Silvercreek, 1888. A man carries his unconscious daughter through the woods before murdering her. It’s an opener which sets the tone for the present day tale, where Silvercreek has become a town notable for its high suicide rate.

But Maeve (Corin Clay) doesn’t know this. A newly arrived scholarship student, she stays with a host family before bonding with patriarch Charlie (Mick Thyer), who is reeling from his own daughter’s suicide and his wife’s institutionalisation. But when the pair sleep together they discover a deadly curse that kills anyone who commits adultery is closing in.

Infidelity – and the damage caused by the accompanying deceit – drive this latest addition to the hex horror sub-genre. However, despite some effective gore, the scares here resemble a checklist of standard tropes – a bird flys into a window; a spectre wearing white – all of which feels too familiar to chill. 
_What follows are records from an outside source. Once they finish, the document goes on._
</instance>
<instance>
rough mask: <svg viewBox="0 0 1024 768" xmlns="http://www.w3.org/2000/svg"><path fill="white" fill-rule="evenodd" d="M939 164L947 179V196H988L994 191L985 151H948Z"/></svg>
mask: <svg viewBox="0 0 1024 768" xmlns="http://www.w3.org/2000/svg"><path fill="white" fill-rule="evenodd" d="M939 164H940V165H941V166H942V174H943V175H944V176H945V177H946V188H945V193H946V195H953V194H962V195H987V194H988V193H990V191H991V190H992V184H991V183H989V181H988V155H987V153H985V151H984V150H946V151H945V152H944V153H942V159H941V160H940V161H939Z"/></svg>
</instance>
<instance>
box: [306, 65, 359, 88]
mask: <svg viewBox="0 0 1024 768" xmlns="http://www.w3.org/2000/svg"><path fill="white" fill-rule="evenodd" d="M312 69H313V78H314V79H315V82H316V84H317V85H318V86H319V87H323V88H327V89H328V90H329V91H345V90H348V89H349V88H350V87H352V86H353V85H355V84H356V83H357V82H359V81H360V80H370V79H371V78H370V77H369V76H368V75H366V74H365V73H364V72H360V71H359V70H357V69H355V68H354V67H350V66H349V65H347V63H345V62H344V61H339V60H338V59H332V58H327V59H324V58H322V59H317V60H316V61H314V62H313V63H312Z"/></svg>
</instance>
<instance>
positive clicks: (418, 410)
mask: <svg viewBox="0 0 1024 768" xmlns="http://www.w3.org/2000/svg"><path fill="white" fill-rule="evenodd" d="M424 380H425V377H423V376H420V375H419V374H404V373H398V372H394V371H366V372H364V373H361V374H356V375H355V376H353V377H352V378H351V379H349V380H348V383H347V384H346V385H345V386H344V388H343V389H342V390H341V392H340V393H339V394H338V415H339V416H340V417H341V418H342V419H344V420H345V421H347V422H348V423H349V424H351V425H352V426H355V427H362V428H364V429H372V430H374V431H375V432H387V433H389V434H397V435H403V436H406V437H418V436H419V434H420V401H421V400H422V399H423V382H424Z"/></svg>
Other issues with the script arise. One early scene shows a college professor explaining how everyone holds a secret they are silently announcing: it’s a distracting moment that bypasses build-up to spell things out. Similarly Lydia (Danielle Grotsky) – Charlie’s neighbour who was his daughter’s friend, before becoming Maeve’s confidant – feels engineered for exposition, disregarding the natural growth of any revelations.

Other characters also say and do things which feel manufactured for plot purposes, rather than resembling actual people trapped in a horrific situation. From stilted line deliveries to a late death and baffling decisions, it all becomes difficult to engage with, right up to the Ringu-inspired ending.